"Never play anything the same way twice," said that great trumpeter Louis Armstrong, but tennis players don't care much for jazz. They're mostly classicists who stand at the baseline and play the same tune. Brilliant repetition is their business, but Mischa Zverev showed us on a stylish Sunday afternoon that there is still place in this game for improvisation.
Zverev disrupted Andy Murray's present by honouring tennis' past. In Rod Laver Arena, in front of 15,000 people, on a court named for a man gifted in net play, he revived an old art form by playing serve and volley all match. In a tournament crammed with oddities, Zverev had created another one: Alphabetically the last player in the draw had knocked out the player who is numerically the first in the world.
In a lateral game, Zverev chooses to move forward; in a low-risk sport, he walks a high wire. He turns tennis thinking upside down with his style and yet did it so well that he turned a champion inside out. People use serve and volley as a surprise tactic, but he is surprisingly watchable because he has made it his entire strategy.
The Scot played three serve and volley points all match and won two; the German did it 119 times and won 70 of those points. In his previous match, the third round, he served and volleyed 59 times. Of his first two contests there is no record of this statistic at all: Since Zverev, world No. 50, is a lower-ranked player, dismissed to the outer fringes of this complex - his first two rounds were on courts 14 and 8 - there was no one to keep extensive statistics on him. Perhaps he was simply not expected to come so far.

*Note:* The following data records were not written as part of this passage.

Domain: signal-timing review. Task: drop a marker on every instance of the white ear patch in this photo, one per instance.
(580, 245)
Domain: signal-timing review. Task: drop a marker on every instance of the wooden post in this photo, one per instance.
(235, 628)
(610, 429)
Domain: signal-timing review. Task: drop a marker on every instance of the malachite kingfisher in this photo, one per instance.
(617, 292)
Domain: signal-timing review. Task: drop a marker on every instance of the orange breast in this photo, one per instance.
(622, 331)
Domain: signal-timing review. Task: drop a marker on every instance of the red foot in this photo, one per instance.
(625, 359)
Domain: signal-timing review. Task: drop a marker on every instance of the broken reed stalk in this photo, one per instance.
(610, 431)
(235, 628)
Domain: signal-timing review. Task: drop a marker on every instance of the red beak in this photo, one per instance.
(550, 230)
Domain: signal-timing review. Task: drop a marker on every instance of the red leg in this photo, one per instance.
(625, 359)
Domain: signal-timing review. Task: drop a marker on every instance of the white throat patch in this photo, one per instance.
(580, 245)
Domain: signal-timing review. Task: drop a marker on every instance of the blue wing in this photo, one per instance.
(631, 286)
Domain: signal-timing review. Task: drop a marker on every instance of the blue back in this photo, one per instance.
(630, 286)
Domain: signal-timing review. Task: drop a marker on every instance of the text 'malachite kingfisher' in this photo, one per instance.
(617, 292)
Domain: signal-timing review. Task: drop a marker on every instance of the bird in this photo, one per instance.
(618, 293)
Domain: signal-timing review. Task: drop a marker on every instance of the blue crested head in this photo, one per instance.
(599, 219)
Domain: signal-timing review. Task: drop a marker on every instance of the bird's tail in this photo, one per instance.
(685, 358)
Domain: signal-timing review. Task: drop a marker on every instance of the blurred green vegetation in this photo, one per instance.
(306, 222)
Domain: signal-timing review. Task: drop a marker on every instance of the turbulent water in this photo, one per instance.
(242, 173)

Now everyone has taken note. For this was an old-fashioned day of old-fashioned shots which must have particularly stirred men with greying hair. John McEnroe must have smiled at that swinging lefty serve, Pat Cash at the stretched volleys, Ken Rosewall at the sliced backhands, Boris Becker at the chipped and charged second serves. All together, on a summer's day, it was too much heat for Murray.
Zverev's game was athletic, effective and dramatic as he bent, lunged and stretched to show off his feel, timing and love for angled volleys, low volleys and reflex volleys. Murray shook his generous head and said: "I don't think it's so much someone necessarily coming in. It's the shots he was coming up with when he did come forward. He came up with some great pick-ups."
This was an old-fashioned day of old-fashioned shots which must have particularly stirred men with greying hair. John McEnroe must have smiled at Zverev's swinging lefty serve, Pat Cash at the stretched volleys, Ken Rosewall at the sliced backhands, Boris Becker at the chipped and charged second serves. All together, on a summer's day, it was too much heat for Murray.
Murray would pass him and yet Zverev kept coming to the net but then this method is built on faith and conviction. People don't play it because modern players, armed with new strings, can hit controlled passing shots in a strong gale. But people don't try it because it's a long and painful education.
As Zverev said: "I always say it takes longer to develop a serve-and-volley game because eventually you're going to get passed a lot, especially when you're younger and you play the top guys.
"Like what happened to me two weeks ago in Brisbane against Rafa. He killed me 6-1, 6-1. I really felt like I had no chance. I feel if you're younger and you feel something like that on court you get discouraged quite easily. You change to, 'Let's stay on the baseline'."
But Zverev believed in his game and yet he conceded that yesterday he had no other game. "I knew there was no plan B," he said. Defeating Murray from the baseline was impossible; serve and volleying all day was only improbable.
It was a joy to watch only because it is so rare to see. Indeed, it is 15 years since a serve-volleyer won a Grand Slam title (Pete Sampras, US Open 2002) and yesterday a writer referred to the style as "unorthodox". Yet now we know what we are missing, for a man at the net versus one at the baseline is the ultimate confrontation: It is the entire art of tennis presented for our pleasure.
But this was not just a day that captured a style of play but also a type of man. Zverev, 29, is not his brother, Alexander, 19, the shining young tyro, but instead the beaten-up pro. Injuries visited him (fractured ribs, herniated disc in the back, fractured wrist), his motivation shrank, his work ethic dimmed and his ranking dipped to No. 1067 in March 2015.
And yet players find strength from somewhere - Zverev from his brother - they try again, their body holds, their dreams revive. They may not ever be great but sometimes they forge the greatest of days. For Zverev it was one sublime match, one chance to show his skill to a bigger world, one encounter with a player who is his contemporary at 29 and also his better but on this day was not his equal.
At the last changeover, Zverez adjusted his wristbands carefully as if protecting the part of his body which had worked the best. Then on every serve he charged in. His reward for his creativity is a meeting with another maker of minor miracles. Fellow who can also volley a bit. Is on a comeback, too. And is a sort of old-fashioned jazz man as well. Chap called Federer.